Open Framework Spec / June 2026
Papers / Research Framework

Industry Research Framework

A framework for source-backed longform industry research and publishable writing by AI agents. It defines how agents preserve state, discipline evidence, draft in stages, run review loops, and clean final prose.

Scope Contract Research Brief Task State Recovery Source Registry Claim Discipline Staged Drafting Review Loop Reader Revision
00

30-Second Quickstart

Start from the authoritative skill file, then load references only when the task needs them.

Use SKILL.md first.

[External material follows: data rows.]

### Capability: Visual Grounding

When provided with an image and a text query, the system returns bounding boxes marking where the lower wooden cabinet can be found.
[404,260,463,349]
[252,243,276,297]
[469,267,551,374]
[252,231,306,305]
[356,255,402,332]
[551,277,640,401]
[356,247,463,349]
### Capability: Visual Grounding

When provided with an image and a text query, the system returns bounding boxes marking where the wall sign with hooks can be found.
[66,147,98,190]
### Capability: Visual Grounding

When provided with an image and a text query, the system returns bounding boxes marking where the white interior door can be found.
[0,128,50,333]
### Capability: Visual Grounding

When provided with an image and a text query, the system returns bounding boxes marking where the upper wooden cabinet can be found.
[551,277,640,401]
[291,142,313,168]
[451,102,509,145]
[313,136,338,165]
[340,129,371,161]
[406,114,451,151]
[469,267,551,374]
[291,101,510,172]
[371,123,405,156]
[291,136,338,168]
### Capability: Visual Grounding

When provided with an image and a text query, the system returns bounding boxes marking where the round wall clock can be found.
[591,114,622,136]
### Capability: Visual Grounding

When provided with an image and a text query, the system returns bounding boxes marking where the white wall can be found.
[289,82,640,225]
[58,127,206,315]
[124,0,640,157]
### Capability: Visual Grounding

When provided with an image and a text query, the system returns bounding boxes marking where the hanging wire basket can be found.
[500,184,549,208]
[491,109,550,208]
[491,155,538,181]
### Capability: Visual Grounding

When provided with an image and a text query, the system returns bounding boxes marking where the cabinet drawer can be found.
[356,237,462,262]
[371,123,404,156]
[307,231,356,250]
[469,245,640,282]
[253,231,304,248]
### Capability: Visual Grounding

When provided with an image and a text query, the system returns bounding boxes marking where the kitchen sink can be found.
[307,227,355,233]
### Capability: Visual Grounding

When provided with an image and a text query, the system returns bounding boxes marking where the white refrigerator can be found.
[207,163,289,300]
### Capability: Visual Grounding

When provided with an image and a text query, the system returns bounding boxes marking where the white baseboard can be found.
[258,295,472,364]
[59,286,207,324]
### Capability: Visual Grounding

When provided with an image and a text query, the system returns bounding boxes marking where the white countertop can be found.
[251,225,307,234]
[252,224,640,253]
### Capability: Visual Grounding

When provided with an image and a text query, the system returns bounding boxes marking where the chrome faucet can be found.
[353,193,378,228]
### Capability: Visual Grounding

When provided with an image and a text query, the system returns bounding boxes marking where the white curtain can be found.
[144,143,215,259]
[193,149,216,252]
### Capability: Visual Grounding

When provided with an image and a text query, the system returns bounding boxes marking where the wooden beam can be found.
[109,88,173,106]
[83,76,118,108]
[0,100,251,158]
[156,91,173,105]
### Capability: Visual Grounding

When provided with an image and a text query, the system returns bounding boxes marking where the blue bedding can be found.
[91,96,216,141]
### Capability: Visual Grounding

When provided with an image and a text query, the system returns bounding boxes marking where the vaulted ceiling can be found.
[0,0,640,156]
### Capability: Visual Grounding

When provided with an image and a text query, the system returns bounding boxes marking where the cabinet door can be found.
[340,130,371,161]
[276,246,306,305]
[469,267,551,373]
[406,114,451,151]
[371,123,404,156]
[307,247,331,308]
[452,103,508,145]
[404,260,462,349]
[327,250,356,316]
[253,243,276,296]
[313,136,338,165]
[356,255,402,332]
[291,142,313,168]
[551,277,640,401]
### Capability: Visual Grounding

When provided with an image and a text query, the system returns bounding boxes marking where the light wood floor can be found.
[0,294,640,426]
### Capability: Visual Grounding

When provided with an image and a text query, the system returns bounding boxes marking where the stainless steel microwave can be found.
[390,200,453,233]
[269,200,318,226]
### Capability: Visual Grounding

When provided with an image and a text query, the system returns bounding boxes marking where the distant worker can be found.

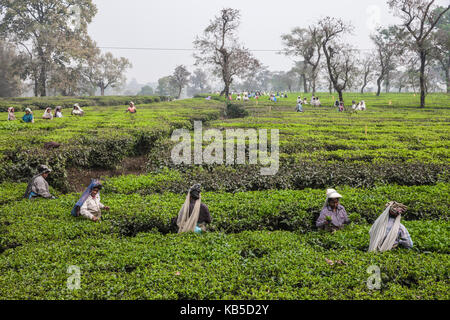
[76,180,109,222]
[316,189,350,231]
[42,108,53,120]
[126,101,137,113]
[176,184,211,233]
[72,103,84,116]
[54,106,62,118]
[369,201,413,252]
[356,100,366,111]
[8,107,16,121]
[316,97,321,107]
[22,108,34,123]
[24,165,55,200]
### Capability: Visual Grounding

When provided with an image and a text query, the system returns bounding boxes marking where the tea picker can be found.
[174,184,211,233]
[71,179,109,222]
[316,189,350,231]
[369,201,413,252]
[24,165,56,200]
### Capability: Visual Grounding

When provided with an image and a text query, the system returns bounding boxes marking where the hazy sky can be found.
[89,0,446,83]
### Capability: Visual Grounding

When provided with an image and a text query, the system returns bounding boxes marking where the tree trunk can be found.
[33,77,39,97]
[38,64,47,97]
[303,74,308,93]
[420,49,426,108]
[338,90,344,102]
[384,72,390,93]
[312,77,316,96]
[361,79,367,94]
[377,78,383,97]
[444,62,450,93]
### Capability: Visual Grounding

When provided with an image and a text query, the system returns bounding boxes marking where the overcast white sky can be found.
[89,0,448,83]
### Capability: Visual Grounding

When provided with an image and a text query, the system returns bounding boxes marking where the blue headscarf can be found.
[71,179,102,217]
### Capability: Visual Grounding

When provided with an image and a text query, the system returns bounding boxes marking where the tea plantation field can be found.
[0,93,450,300]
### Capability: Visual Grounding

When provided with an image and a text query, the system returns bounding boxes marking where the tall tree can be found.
[317,17,357,101]
[370,26,404,96]
[0,40,24,97]
[0,0,97,96]
[281,25,323,95]
[194,8,260,95]
[358,53,375,93]
[431,7,450,93]
[388,0,450,108]
[170,65,191,99]
[82,52,132,96]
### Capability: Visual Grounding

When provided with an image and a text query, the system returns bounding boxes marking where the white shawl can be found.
[369,205,401,252]
[177,191,201,233]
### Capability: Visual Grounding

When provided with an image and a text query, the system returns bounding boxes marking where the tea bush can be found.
[0,94,450,300]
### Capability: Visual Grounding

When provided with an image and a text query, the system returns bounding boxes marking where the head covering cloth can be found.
[369,201,407,252]
[71,179,102,217]
[177,184,202,233]
[23,165,52,199]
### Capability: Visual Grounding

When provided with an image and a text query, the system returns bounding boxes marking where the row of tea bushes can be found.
[0,96,170,112]
[0,184,448,248]
[0,231,450,300]
[106,161,449,194]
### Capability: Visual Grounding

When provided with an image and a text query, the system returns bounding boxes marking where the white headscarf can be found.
[177,190,202,233]
[369,204,401,252]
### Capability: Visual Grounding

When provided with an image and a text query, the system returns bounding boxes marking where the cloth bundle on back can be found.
[177,184,202,233]
[23,165,54,199]
[71,179,101,217]
[369,201,407,252]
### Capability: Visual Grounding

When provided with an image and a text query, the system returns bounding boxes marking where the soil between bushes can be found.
[67,155,147,192]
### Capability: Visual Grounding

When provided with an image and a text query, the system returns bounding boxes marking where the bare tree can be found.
[281,26,322,95]
[0,40,25,97]
[194,8,261,95]
[358,53,375,93]
[431,7,450,93]
[170,65,191,99]
[388,0,450,108]
[317,17,357,101]
[370,26,404,96]
[82,52,132,96]
[0,0,97,96]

Run research scope calibration, confirm output, reader, depth, evidence standard, and coverage, then create state, logs, and data files before broad source collection.

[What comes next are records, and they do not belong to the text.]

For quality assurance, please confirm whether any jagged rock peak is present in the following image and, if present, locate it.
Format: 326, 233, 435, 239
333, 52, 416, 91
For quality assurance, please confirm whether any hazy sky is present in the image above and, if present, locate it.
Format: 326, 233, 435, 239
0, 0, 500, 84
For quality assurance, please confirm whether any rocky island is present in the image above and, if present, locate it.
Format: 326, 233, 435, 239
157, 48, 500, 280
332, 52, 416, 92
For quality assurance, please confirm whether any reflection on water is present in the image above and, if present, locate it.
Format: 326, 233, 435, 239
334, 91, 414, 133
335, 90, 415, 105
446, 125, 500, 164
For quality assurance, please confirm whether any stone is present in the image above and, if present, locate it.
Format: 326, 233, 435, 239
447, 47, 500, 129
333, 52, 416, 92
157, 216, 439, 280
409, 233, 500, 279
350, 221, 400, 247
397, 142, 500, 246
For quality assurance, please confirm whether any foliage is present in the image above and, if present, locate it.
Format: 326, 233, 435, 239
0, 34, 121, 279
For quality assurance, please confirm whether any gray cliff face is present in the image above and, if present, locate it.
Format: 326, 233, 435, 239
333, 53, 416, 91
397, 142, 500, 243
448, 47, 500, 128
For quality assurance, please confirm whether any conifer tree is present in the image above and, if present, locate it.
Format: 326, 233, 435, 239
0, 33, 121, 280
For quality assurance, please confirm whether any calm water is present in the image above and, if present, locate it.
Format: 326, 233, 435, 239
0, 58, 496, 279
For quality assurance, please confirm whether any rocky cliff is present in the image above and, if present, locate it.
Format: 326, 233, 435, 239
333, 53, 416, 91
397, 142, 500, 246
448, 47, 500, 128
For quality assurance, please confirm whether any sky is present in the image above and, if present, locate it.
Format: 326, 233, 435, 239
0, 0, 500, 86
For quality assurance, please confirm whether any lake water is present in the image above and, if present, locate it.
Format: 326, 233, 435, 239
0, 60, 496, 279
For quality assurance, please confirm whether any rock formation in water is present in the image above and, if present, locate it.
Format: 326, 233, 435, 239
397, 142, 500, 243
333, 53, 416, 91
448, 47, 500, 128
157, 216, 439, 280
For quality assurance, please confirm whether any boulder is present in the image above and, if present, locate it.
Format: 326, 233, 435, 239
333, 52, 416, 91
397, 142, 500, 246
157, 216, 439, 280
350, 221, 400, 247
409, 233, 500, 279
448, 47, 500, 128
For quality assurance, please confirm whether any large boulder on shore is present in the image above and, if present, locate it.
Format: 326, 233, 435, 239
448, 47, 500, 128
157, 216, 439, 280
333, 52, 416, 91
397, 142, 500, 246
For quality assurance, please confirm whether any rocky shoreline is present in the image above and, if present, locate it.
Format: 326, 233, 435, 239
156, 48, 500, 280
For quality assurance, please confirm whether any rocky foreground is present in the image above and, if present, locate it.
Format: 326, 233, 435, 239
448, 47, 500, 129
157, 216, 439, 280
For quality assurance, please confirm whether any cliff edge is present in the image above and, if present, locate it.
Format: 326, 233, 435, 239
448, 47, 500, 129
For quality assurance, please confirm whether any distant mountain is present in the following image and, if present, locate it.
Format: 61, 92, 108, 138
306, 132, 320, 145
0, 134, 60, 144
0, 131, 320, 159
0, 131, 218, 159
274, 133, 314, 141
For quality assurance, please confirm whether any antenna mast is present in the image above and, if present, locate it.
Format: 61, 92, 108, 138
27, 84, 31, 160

Load references conditionally: workflow for setup or recovery, analysis lenses for method choice, subagent guidance before delegation, writing style before drafting, and quality gates before completion.

A1

Use With Your Agent

This repository is meant to be handed to an agent as a lightweight research protocol, not installed as a heavy product.

Default path

Give the repository URL to your agent

Ask the agent to read SKILL.md first, run the research brief gate before source collection, and load files under references/ only when the current stage needs them.

Adapters

Use the agent-specific notes

Codex, Claude, Gemini CLI, Cursor, ChatGPT-style agents, OpenClaw, and Hermes Agent have short setup notes in the agents directory.

A2

Evaluation Loop

The repository includes a small conformance loop for checking whether agents actually follow the framework.

What ships

Cases, source pack, rubric

The evals directory contains task cases, rubrics, and a sanitized AI knowledge source pack for workflow testing.

Runner

Run offline checks

Use scripts/run_evals.py to create eval skeletons and score output artifacts for state files, claim discipline, quality gates, and reader cleanup.

01

Motivation: Five Failure Modes

Longform research agents tend to fail in repeatable ways. The framework exists to make those failures harder to repeat.

Failure 01

Topic Overfitting

A method distilled from one project becomes falsely treated as the universal frame.

Failure 02

Process Leakage

The final article reads like a work log instead of a finished author's report.

Failure 03

Evidence Drift

Sources, claims, uncertainty, and judgment collapse into one undifferentiated argument.

Failure 04

False Completion

A partial milestone is reported as final completion before coverage, review, and reader revision are done.

Failure 05

Depth Collapse

Source counts and coverage checklists pass, but the finished report is too short or compressed for the expected research depth.

02

Scope Contract

This repository is an execution framework for research deliverables, not a theory system or product architecture.

Inside

Process

Research scope calibration, staged execution, source processing, drafting, review, revision, and final cleanup.

Inside

State

Task state, progress, findings, assumptions, decisions, and direction tracking.

Inside

Audit

Source, claim, uncertainty, coverage, depth, and reader-quality checks.

Keep domain ontologies, universal taxonomies, intermediate representations, scoring systems, embeddings, knowledge graphs, dashboards, CLIs, databases, automation pipelines, and product architecture outside this repository unless they are explicitly split into a separate project.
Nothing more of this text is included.